Čiurlionis’s synthesizing temperament appears also in his ability to move between abstraction and representational painting. Some have suggested that he should be considered the first abstract painter and may have supplied inspiration for Kandisky’s early abstract works. Even if that controversial claim is false, a sequence of eight paintings like Winter moves from semi-representational images in the early scenes to almost entirely abstract ones by the end, relying heavily on light, shade, and color to convey an impression of a cold, dormant landscape. Even more striking is Silence, a small work on paper, largely unpainted, in which a trio of dandelions perches on a small sliver of ground with nothing else around but a few faint indications of color in a brown-gray sky.
Yet Čiurlionis’s career was not simply a move toward abstraction. Many of the last paintings are again representational. Two of my favorites, both painted in 1909, come at the very end of the exhibition. With another burst of color, Angels (Paradise) and Angel (Angel Prelude) provide a lovely pair of images to contemplate as one exits this remarkable show. In the former, a dozen brightly colored angels gather wildflowers amid butterflies in a blooming meadow, or ascend and descend a large staircase facing the seashore, with clouds floating overhead in a blue sky. One can imagine wading out of that sea, being greeted by the angels, picking a small bouquet, and climbing the stairs up to heaven. In the latter painting, a prominent feminine angel sits thoughtfully upon a mountaintop, while in the background more angels move along a series of bridges and stairways. In both paintings, earth and heaven seem closely joined, with a lively intercourse going on between them.

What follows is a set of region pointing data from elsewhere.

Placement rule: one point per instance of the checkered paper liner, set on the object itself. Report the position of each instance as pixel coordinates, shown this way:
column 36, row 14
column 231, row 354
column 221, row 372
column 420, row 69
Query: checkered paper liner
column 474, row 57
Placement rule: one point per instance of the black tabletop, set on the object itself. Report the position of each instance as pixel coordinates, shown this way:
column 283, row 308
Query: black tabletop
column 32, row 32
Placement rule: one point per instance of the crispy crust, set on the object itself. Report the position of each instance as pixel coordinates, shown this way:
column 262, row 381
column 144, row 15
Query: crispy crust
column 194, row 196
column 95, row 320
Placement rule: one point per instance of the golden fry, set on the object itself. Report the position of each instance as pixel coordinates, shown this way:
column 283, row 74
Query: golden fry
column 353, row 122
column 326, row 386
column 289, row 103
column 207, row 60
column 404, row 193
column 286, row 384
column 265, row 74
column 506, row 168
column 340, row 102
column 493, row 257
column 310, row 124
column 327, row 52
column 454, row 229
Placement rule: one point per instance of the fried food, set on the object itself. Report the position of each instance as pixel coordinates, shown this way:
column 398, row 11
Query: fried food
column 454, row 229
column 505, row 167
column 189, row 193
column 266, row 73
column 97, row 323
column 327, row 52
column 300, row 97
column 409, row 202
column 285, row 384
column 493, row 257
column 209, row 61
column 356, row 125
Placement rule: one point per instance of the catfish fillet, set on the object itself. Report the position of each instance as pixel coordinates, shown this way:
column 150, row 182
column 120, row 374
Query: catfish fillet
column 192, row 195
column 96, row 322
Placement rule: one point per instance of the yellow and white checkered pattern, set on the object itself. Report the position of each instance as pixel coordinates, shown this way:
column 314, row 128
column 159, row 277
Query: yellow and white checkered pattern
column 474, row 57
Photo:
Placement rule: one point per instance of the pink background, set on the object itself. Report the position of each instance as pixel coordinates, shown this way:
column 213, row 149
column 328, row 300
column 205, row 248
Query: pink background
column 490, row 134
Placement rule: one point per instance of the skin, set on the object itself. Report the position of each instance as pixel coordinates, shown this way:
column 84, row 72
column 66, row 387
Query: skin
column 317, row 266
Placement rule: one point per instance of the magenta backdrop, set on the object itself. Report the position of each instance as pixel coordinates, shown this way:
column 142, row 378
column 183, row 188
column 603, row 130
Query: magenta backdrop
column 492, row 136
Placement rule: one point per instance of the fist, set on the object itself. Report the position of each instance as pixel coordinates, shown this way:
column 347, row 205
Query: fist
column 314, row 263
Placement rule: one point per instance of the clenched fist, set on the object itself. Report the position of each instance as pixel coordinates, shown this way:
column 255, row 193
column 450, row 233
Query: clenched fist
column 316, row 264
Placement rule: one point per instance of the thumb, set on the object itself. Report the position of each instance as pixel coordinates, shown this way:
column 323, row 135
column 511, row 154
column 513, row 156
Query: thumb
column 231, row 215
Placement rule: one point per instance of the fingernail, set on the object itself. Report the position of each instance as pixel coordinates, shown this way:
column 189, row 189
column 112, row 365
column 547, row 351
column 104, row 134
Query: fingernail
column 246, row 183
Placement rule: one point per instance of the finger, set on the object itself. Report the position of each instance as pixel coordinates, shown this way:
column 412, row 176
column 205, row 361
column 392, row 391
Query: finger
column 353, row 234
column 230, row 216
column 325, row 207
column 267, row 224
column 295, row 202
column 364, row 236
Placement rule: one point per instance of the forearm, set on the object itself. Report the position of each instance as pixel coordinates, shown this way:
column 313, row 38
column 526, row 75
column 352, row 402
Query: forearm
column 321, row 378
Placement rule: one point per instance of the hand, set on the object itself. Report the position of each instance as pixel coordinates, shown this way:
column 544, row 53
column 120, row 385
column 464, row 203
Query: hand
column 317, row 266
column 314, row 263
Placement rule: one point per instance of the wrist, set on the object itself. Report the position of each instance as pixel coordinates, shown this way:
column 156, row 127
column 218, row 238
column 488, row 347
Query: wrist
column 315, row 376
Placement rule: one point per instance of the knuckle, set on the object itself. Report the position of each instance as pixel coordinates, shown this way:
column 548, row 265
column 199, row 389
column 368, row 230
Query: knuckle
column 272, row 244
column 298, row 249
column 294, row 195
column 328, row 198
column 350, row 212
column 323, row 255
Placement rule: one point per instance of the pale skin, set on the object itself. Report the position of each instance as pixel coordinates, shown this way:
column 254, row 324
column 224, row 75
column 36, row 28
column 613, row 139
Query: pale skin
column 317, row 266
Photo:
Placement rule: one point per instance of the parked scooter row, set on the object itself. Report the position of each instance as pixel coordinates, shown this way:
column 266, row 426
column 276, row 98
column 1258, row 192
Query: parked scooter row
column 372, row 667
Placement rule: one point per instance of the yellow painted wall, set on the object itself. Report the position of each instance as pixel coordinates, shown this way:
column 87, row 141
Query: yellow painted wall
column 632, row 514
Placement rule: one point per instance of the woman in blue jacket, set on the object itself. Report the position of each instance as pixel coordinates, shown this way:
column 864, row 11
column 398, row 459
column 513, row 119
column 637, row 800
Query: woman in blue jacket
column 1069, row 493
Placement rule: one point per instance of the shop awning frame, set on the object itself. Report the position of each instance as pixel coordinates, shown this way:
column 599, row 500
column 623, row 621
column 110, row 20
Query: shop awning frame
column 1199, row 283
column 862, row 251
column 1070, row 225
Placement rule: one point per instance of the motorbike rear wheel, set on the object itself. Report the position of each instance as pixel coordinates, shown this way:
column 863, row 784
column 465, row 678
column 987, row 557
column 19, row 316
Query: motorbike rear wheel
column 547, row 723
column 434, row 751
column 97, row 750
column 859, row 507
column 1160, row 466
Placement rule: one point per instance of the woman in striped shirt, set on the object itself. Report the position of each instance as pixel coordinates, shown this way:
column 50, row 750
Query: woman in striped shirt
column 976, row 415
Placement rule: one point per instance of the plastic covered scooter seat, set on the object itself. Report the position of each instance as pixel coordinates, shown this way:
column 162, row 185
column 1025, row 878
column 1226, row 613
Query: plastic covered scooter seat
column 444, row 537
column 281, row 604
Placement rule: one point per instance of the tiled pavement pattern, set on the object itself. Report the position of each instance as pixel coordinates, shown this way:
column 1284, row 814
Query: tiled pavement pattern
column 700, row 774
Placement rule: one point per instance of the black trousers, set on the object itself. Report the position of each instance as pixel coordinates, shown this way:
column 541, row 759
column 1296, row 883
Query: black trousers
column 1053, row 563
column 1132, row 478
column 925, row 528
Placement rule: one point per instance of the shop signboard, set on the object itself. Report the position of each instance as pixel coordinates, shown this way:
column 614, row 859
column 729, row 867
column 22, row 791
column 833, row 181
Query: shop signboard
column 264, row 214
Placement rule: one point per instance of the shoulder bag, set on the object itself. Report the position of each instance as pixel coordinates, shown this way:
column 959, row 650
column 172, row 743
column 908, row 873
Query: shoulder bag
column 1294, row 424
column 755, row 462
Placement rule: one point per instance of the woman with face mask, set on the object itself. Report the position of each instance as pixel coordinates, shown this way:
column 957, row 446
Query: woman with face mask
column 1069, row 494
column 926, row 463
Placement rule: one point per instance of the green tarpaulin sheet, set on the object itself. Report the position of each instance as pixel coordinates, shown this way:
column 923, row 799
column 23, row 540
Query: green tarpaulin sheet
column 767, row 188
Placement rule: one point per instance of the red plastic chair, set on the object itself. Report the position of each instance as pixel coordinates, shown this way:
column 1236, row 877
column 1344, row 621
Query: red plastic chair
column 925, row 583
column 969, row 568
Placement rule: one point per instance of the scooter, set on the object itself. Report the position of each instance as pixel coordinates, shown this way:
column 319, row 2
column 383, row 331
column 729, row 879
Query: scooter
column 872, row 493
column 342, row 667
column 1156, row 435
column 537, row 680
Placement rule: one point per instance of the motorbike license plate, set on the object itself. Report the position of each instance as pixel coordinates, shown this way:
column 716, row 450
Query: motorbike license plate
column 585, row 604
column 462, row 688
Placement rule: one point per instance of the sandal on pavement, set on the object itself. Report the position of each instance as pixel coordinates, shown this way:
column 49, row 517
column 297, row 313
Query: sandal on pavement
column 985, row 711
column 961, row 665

I find it astounding that Čiurlionis produced this richly diverse yet thematically unified body of work in so short a time span. One can only imagine what he might have gone on to do had more years been permitted him. But what a treasure to have the works we do, and what a gift for Dulwich Picture Gallery to have helped them gain an audience. M. K. Čiurlionis may have drunk deeply at the well of his native Lithuanian culture for inspiration, but his paintings speak a universal language.